Dal punto di vista storico, fiducioso che lo spettatore sappia che la crisi di Dunkerque si risolse con il recupero dell’esercito britannico (grazie all’aiuto di una flotta di imbarcazioni civili che fu impiegata nella cosiddetta “Operazione Dynamo”), il regista decide di soffermarsi maggiormente sul rapporto tra Churchill e i suoi avversari politici, i lord Chamberlain e Halifax, anch’essi membri del partito conservatore. Di fronte alla loro meschinità, che li impegna in una cospirazione finalizzata a screditare Churchill, servendosi dei risvolti drammatici della crisi che essi stessi lo hanno chiamato a risolvere, Winston incarna la figura del leader politico “tutto d’un pezzo”. Integro sul piano morale e su quello dei propri ideali, franco nel parlare, cosciente dei propri mezzi e devoto a un re con cui impara a dialogare e a confrontarsi, pur sapendo di essere (almeno inizialmente) da lui disprezzato, si può davvero credere che, nel maggio del 1940, egli andasse a letto la sera «convinto che il compito giusto avesse trovato l’uomo giusto» (cfr Jonas H., Il principio responsabilità, cap. IV, par II).

Ma anche i più virtuosi, determinati e cocciuti servitori del proprio Paese devono fare i conti con le responsabilità che il potere comporta. Le scelte presenti risuonano sempre, infatti, dei fardelli del passato e dei timori che l’incertezza del futuro porta con sé. Quando la situazione è disperata nemmeno Winston Churchill risulta immune dal dolore delle lacerazioni che il freddo calcolo politico, per quanto giustificabile sulla base di oggettivi pro e contro, arreca alla coscienza. Così, i movimenti verticali della macchina da presa, che si alza e si abbassa più volte sulla testa del protagonista e dei suoi sottoposti, esprimono visivamente la spietatezza di un potere che, quando è calato sulle spalle dell’uomo, lo costringe a percepirsi sempre come piccolo e insignificante. Sia quando riceve degli ordini, che possono piombare inattesi e crudeli come bombe che sacrificano i pochi a vantaggio del bene dei molti; sia quando li impartisce, laddove essi hanno ripercussioni imprevedibili e funeste per chi, innocente, si trova casualmente “dalla parte sbagliata” delle barricate della storia.

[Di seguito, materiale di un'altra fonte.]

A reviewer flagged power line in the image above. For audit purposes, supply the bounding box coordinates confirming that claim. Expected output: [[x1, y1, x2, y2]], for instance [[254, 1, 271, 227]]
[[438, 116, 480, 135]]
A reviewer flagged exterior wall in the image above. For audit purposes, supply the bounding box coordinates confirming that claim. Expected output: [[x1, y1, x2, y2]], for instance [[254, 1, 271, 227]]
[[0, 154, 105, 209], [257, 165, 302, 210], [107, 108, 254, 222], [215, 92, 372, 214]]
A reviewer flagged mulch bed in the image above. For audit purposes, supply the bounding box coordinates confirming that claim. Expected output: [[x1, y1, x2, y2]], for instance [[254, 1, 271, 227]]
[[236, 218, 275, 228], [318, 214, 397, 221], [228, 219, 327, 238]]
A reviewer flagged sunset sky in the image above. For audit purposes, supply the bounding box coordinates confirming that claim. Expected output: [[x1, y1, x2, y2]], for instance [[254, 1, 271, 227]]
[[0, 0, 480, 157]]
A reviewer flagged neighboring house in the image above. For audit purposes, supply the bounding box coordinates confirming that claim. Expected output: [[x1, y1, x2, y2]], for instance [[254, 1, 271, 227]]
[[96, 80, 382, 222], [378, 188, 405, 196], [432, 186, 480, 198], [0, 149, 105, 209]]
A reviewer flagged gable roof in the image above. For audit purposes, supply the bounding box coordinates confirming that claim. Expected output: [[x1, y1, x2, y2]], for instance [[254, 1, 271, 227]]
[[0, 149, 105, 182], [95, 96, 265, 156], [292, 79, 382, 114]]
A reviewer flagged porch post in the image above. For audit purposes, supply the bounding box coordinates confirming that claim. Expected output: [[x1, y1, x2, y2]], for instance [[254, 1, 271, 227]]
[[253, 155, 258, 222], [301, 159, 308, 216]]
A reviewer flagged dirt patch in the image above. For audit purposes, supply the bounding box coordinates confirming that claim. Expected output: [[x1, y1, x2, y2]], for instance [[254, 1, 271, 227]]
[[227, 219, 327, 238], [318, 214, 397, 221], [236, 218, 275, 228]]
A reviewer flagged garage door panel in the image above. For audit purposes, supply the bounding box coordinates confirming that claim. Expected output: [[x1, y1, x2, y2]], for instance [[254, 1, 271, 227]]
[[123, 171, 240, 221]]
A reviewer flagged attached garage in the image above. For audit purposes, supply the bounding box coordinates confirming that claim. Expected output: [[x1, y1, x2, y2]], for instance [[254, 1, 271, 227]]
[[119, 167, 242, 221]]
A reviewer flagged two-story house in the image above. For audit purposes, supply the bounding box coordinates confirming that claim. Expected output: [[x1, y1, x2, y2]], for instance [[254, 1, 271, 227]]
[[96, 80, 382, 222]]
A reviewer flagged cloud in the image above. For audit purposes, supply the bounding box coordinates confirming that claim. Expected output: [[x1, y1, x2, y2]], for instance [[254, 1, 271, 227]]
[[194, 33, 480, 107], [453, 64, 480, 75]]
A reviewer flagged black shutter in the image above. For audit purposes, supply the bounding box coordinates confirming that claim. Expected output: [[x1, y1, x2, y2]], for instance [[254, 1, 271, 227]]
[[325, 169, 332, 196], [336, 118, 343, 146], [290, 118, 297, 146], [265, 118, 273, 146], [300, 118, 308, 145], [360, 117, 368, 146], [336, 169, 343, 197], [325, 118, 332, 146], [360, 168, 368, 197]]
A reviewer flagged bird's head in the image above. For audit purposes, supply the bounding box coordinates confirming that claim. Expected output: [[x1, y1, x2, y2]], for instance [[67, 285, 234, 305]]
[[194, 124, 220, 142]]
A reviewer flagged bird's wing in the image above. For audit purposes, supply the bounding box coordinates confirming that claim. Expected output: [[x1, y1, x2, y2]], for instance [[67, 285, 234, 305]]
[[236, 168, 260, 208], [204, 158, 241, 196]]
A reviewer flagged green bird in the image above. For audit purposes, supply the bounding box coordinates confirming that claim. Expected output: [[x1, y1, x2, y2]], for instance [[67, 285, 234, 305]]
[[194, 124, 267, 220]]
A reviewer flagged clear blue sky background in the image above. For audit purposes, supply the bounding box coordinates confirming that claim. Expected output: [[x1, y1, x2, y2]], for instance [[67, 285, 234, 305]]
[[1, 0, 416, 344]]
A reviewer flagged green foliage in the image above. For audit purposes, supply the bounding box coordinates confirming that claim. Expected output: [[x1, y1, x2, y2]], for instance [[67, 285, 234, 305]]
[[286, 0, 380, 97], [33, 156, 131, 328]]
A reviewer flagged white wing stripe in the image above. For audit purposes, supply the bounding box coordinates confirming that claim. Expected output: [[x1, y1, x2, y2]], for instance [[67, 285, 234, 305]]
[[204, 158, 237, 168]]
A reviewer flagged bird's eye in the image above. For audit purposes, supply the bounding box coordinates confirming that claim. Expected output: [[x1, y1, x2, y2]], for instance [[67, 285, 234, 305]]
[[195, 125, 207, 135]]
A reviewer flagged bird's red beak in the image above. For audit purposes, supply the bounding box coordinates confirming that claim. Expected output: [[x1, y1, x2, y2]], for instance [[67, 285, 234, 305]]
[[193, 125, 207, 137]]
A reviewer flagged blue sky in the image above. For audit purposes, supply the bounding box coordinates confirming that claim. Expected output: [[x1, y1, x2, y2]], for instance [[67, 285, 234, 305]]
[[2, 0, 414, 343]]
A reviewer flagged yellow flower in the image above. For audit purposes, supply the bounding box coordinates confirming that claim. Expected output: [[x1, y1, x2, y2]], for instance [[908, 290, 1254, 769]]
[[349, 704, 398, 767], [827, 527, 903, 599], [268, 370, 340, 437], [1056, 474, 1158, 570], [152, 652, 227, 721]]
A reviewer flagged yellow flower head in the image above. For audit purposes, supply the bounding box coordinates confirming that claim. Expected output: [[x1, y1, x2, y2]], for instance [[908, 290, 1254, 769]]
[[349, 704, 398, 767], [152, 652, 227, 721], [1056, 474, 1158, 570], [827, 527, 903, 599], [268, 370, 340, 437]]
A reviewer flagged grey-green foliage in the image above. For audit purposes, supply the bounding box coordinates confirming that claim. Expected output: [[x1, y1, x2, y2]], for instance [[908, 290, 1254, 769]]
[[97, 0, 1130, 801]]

Alla fine, di fronte al modo ingiusto e arbitrario di dispensare la morte che la guerra sempre impone, l’unica differenza tra Hitler – il cui successo e la cui malvagità erano per Churchill una vera e propria ossessione – e quest’ultimo consiste nel fine per cui tale potere viene esercitato: la liberazione o la sottomissione totalitaria di un popolo. In situazioni estreme, quando la posta in gioco è la libertà da un male infinito e assoluto, la resistenza a oltranza pare perciò l’unica strategia plausibile. L’ora più buia ci mette, infatti, davanti a questa domanda: che cosa fare quando è troppo tardi per stipulare patti che siano rispettosi della dignità delle parti? Nel contesto drammatico della Seconda guerra mondiale la scelta di “non arrendersi mai” promossa da Churchill si rivelò certamente fondamentale per la vittoria degli alleati, se non addirittura provvidenziale. Ma ciò significa forse che essa sia stata anche portatrice di un’autentica libertà per tutti coloro che ne subirono gli effetti? O che potrebbe essere considerata ugualmente valida anche in circostanze diverse? Queste domande restano molto più aperte di quanto non lascino intendere gli ultimi trionfali fotogrammi del film e ci suggeriscono che ogni rilettura della storia passata, anche se attuata soltanto nella sala di un cinema, dovrebbe indurci a riflettere sul modo in cui ci rapportiamo al nostro presente.